Un’appropriazione scorretta ma necessaria praticata in azioni velate da una gentilezza guasta, da una premura fastidiosa, e che ci spingono a dubitare sempre della loro adeguatezza morale. “Ho una poesia. Ho una poesia”, Jimmy annuncia l’ispirazione, presumibilmente inconsapevole del senso di ciò che dirà e della sua importanza. Ma Lisa no. Lei legge in quei versi sfuggenti un valore irrinunciabile, anche a costo di rinunciare a se stessa. Il piccolo poeta diventa il centro della sua vita. Dapprima cerca di far comprendere le doti del bambino a suo padre, ma l’uomo è troppo impegnato nel lavoro per interessarsi a un talento non spendibile e, soprattutto, difficilmente monetizzabile. Perciò Lisa se ne fa carico volentieri, nutrendosi della genialità del suo alunno per ridare slancio alla propria esistenza.
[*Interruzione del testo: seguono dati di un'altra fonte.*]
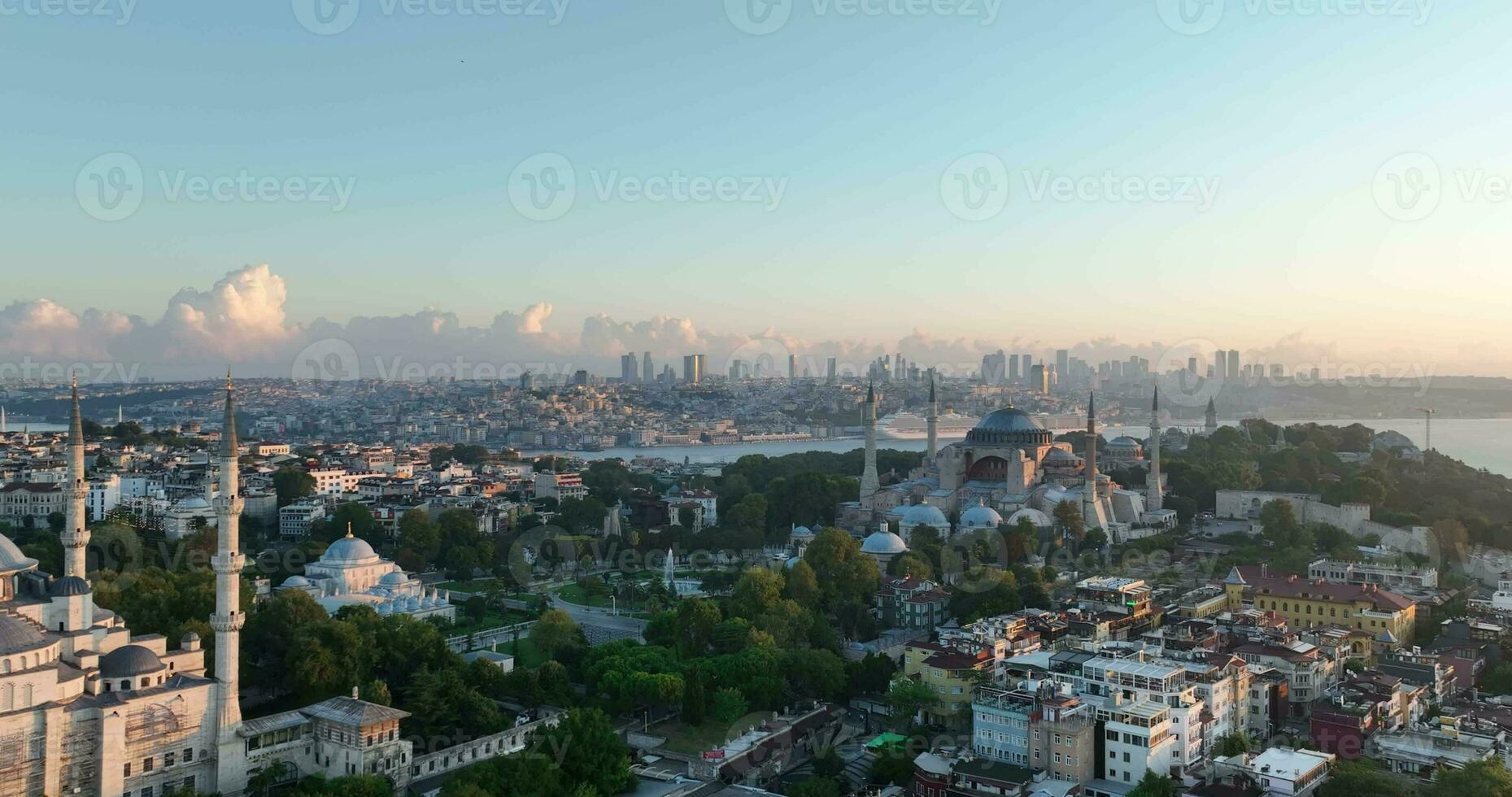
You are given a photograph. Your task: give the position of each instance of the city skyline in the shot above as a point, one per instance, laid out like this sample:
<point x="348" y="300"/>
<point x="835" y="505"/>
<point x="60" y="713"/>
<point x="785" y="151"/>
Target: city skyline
<point x="1231" y="179"/>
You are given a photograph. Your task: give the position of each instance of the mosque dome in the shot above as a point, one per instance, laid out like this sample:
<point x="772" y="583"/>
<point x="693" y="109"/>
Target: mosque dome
<point x="11" y="557"/>
<point x="129" y="660"/>
<point x="980" y="517"/>
<point x="17" y="634"/>
<point x="922" y="515"/>
<point x="883" y="543"/>
<point x="1010" y="425"/>
<point x="1038" y="517"/>
<point x="350" y="549"/>
<point x="67" y="587"/>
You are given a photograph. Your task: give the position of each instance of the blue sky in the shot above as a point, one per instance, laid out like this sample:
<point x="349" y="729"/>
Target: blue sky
<point x="1288" y="109"/>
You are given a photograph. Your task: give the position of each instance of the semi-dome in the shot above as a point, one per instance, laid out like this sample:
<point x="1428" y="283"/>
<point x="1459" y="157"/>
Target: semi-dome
<point x="922" y="515"/>
<point x="350" y="549"/>
<point x="68" y="586"/>
<point x="1010" y="425"/>
<point x="1038" y="517"/>
<point x="980" y="517"/>
<point x="883" y="543"/>
<point x="11" y="557"/>
<point x="129" y="660"/>
<point x="17" y="634"/>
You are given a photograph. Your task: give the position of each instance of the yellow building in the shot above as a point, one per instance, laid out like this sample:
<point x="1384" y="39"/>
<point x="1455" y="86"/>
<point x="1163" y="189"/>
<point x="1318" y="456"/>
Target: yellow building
<point x="952" y="675"/>
<point x="1383" y="616"/>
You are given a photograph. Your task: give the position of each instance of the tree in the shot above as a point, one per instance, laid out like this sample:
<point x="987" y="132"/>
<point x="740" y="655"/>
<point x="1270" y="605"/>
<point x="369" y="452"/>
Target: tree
<point x="292" y="484"/>
<point x="728" y="705"/>
<point x="908" y="698"/>
<point x="556" y="633"/>
<point x="1357" y="777"/>
<point x="815" y="786"/>
<point x="1070" y="525"/>
<point x="590" y="751"/>
<point x="1156" y="786"/>
<point x="1233" y="744"/>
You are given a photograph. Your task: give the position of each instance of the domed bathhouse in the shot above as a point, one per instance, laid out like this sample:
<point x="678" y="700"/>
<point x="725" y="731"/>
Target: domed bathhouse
<point x="89" y="708"/>
<point x="351" y="573"/>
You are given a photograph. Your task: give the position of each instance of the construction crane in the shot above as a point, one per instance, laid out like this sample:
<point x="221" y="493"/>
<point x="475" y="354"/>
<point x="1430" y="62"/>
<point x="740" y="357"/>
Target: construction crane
<point x="1427" y="427"/>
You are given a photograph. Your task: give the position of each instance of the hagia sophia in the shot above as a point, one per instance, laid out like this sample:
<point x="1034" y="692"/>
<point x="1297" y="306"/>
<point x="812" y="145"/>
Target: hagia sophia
<point x="1009" y="468"/>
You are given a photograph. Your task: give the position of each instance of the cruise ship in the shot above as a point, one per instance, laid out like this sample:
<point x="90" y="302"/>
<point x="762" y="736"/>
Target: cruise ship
<point x="953" y="425"/>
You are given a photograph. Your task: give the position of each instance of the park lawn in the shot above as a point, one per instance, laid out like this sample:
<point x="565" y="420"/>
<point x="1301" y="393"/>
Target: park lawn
<point x="528" y="656"/>
<point x="475" y="586"/>
<point x="691" y="740"/>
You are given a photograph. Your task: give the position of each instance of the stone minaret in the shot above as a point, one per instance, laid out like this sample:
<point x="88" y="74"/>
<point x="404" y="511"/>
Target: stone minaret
<point x="933" y="420"/>
<point x="76" y="534"/>
<point x="868" y="475"/>
<point x="1154" y="494"/>
<point x="227" y="619"/>
<point x="1089" y="490"/>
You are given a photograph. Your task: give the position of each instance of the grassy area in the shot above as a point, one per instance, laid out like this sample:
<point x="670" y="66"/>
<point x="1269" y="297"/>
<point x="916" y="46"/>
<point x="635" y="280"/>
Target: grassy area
<point x="528" y="656"/>
<point x="477" y="586"/>
<point x="690" y="740"/>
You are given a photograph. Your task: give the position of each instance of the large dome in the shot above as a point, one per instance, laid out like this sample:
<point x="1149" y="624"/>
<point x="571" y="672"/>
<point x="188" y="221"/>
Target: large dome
<point x="980" y="517"/>
<point x="350" y="549"/>
<point x="885" y="543"/>
<point x="129" y="660"/>
<point x="1010" y="425"/>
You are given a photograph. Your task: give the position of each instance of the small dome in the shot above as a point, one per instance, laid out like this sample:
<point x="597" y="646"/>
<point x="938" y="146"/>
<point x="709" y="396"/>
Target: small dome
<point x="17" y="634"/>
<point x="350" y="549"/>
<point x="130" y="660"/>
<point x="980" y="517"/>
<point x="922" y="515"/>
<point x="68" y="586"/>
<point x="883" y="543"/>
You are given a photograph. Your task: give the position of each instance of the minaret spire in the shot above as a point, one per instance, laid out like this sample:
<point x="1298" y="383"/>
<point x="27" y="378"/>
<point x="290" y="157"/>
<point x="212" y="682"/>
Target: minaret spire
<point x="933" y="420"/>
<point x="1089" y="490"/>
<point x="1154" y="496"/>
<point x="229" y="619"/>
<point x="76" y="531"/>
<point x="868" y="420"/>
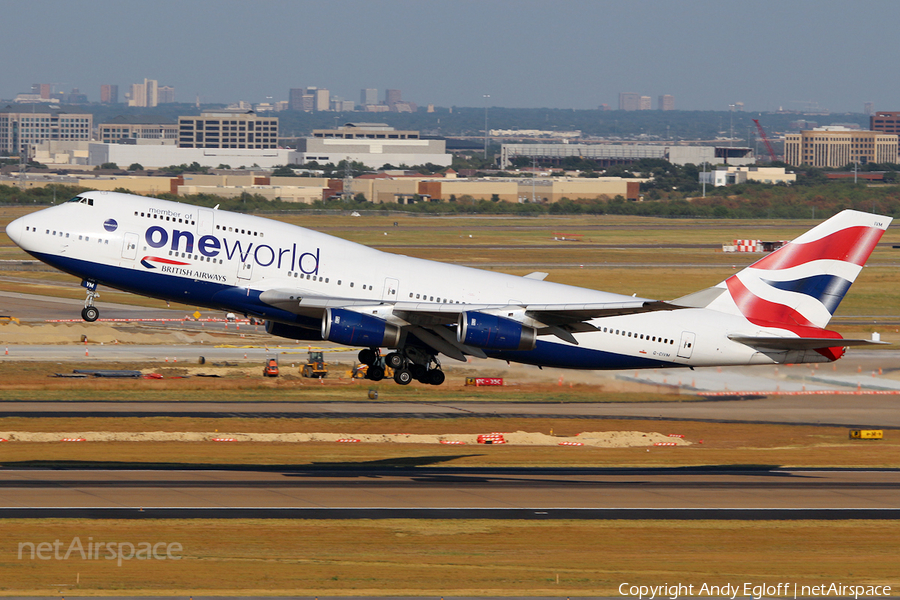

Ma questo non è un mondo per i poeti: lo sappiamo noi, lo sa Lisa e lo saprà, infine, anche Jimmy.

“Lontano da qui” – titolo che, come di rado capita, batte l’originale – è un tentavo di fuga fallimentare dal suo primo passo. Un incidente al rallentatore in cui le azioni di Lisa sono sempre da interrogare e da riqualificare nel significato, ma che mai sembrano finalizzate a un tornaconto personale. A un certo punto tutto il racconto somiglia all’allegoria di una possibile resistenza, una fragile barriera contro l’onnipresente priorità dell’utile e del pragmatico. L’ambientazione stessa, pur individuata nella cultura americana, non è messa in scena come un microcosmo rappresentativo ma come uno spazio invaso dalla società. Una riserva in cui è nata un piccolo genio da custodire. Lisa però non è una combattente, ma un’osservatrice senziente del mondo che conduce la vita con eleganza discreta. Eppure la calma adatta alla sua professione ben presto si fa ingannevole, perché la riscoperta dell’importanza dell’arte la inquieta fino a spingerla troppo oltre.

“Lontano da qui” – titolo che, come di rado capita, batte l’originale – è un tentavo di fuga fallimentare dal suo primo passo.

Sara Colangelo infonde nel ritmo narrativo l’euforia pericolosa del personaggio. Il film assume una forma corrispondente al vicolo cieco verso cui si dirige la protagonista. La regia trasmette impressioni soggettive, impressionistiche e sperimentali. Cercando la vicinanza ai personaggi con primi piani esagerati anche la cinepresa è fisicamente coinvolta, spintonata e sfruttata. Lo spazio del racconto è quello di un’esperienza che minaccia sempre di fallire e, al contempo, è indispensabile. La poesia non è solo stile, perché le parole vogliono essere sentite e sofferte. A Lisa non basta che i suoi figli abbiano successo nella vita ma vorrebbe che si appassionassero a qualcosa che non fosse soltanto la certezza di una normale vita sicura. Così, l’immagine finale di Jimmy, solo, in macchina, che annuncia una nuova ispirazione senza essere ascoltato, suggerisce amaramente quanto le paure di Lisa per l’arte e la sensibilità in un mondo che si sta irrigidendo fossero legittime.